A total DNA extraction step of extracting total DNA from the hind paw;
An amplification step of amplifying the polynucleotide comprising a single nucleotide polymorphism (SNP) as a primer pair capable of specifically amplifying the polynucleotide of claim 1 as a template, using the extracted total DNA as a template; And
Identifying the genotype of the polynucleotide. &Lt; RTI ID = 0.0 > 8. < / RTI >

The method of claim 3,
The step of confirming the genotype of the polynucleotide may include sequencing of genes, hybridization analysis using an allele-specific microarray, allele-specific PCR, capillary electrophoresis, single-strand conformation polymorphism (SSCP), DGGE wherein the method is performed by a method selected from the group consisting of denaturation gradient gel electrophoresis, denaturing HLPC, mass spectrometry and restriction fragment length polymorphism analysis (RFLP).

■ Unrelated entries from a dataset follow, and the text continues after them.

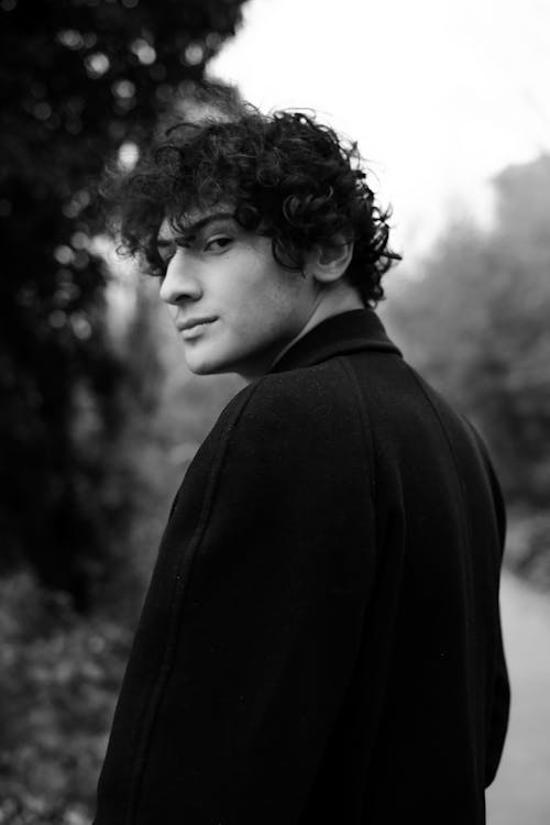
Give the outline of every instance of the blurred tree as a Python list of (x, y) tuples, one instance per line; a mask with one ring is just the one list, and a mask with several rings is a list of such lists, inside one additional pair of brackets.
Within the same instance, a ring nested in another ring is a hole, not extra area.
[(31, 561), (82, 609), (128, 504), (112, 443), (132, 387), (105, 319), (94, 180), (108, 156), (135, 160), (242, 2), (0, 2), (0, 563)]
[(510, 504), (550, 505), (550, 156), (493, 182), (491, 232), (451, 226), (388, 306), (413, 361), (479, 425)]

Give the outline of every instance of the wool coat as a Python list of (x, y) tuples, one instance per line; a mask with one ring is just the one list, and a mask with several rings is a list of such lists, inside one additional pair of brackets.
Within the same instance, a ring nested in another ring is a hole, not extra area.
[(503, 501), (374, 311), (239, 393), (162, 539), (95, 825), (480, 825)]

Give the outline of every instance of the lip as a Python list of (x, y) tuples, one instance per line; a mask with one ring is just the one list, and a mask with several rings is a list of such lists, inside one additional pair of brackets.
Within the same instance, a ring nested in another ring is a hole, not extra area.
[(218, 318), (215, 315), (205, 316), (204, 318), (188, 318), (186, 321), (177, 321), (176, 327), (179, 332), (183, 332), (186, 329), (193, 329), (193, 327), (198, 327), (200, 323), (212, 323), (212, 321), (216, 321)]
[(185, 340), (198, 338), (206, 327), (218, 320), (217, 316), (205, 316), (204, 318), (188, 318), (186, 321), (177, 322), (176, 328)]

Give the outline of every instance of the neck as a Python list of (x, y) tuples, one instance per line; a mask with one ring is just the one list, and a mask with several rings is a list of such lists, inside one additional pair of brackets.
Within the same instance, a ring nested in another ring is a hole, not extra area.
[(332, 318), (334, 315), (346, 312), (350, 309), (364, 309), (365, 305), (361, 300), (358, 290), (350, 284), (339, 280), (337, 284), (330, 287), (326, 287), (320, 294), (319, 299), (316, 301), (312, 312), (309, 316), (307, 323), (302, 327), (300, 332), (293, 338), (293, 340), (282, 350), (275, 361), (272, 363), (272, 367), (283, 358), (285, 352), (294, 346), (296, 341), (304, 338), (314, 327), (317, 327), (321, 321), (327, 318)]

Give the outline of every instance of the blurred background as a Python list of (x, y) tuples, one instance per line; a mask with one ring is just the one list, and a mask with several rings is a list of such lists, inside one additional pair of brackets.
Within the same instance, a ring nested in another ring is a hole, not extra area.
[(186, 371), (95, 197), (205, 76), (318, 111), (393, 204), (380, 314), (509, 509), (488, 823), (550, 822), (548, 3), (0, 0), (0, 823), (90, 822), (172, 497), (241, 386)]

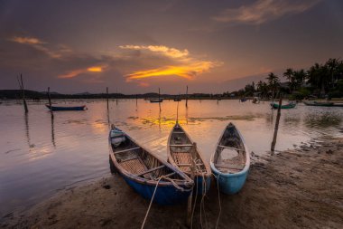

A primer set for amplification confirmation capable of amplifying the insect mitochondrial 16S rDNA of SEQ ID NO: 3 irrespective of origin; And
3, 4, 5, 6, 8, 14, 19, 20, 21, 22, 31, 40, 41, 62 of SEQ ID NO: 3 or a complementary nucleic acid sequence thereof selected from SEQ ID NO: , 80, 126, 143, 145, 148, 156, 187, 191, 225, 230, 231, 241, 242, 245, 249, 250, 251, 252, 253, 259, 265, 267, 268, 275, 278 , 279, 281, 287, 289, 290, 291, 293, 315, 317, 318, 321, 325, 329, 331, 333, 334, 340, 362, 368, 382, 384, 390, Specific primer comprising a continuous length of 15 to 50 nt comprising 3'-terminal, 418, 423, 424, 430, 465, 473, 515 base or a corresponding complementary base thereof. Multiplex PCR kit for determining the origin of hangover.

6. The method of claim 5,
Wherein the amplification confirmation primer set is a primer pair each consisting of the nucleic acid sequences of SEQ ID NOS: 6 and 7, respectively.

6. The method of claim 5,
Wherein the origin-specific primer is a primer consisting of the nucleic acid sequence of SEQ ID NO: 8 or 9. < Desc / Clms Page number 24 >

8. The method of claim 7,
Wherein the primer consisting of the nucleic acid sequence of SEQ ID NO: 8 is a Bangladesh bean specific primer.

8. The method of claim 7,
The primer consisting of the nucleic acid sequence of SEQ ID NO: 9 is a Korean hangover specific primer, and is a multiplex PCR kit for determining the origin of hangover.

A DNA amplification step of amplifying the total DNA separated from the hind paw with the multiplex PCR kit for determining the hangover waist origin of claim 5;
An electrophoresis step of electrophoresing the amplified DNA fragment; And
And analyzing a band pattern of said electrophoretic DNA fragments.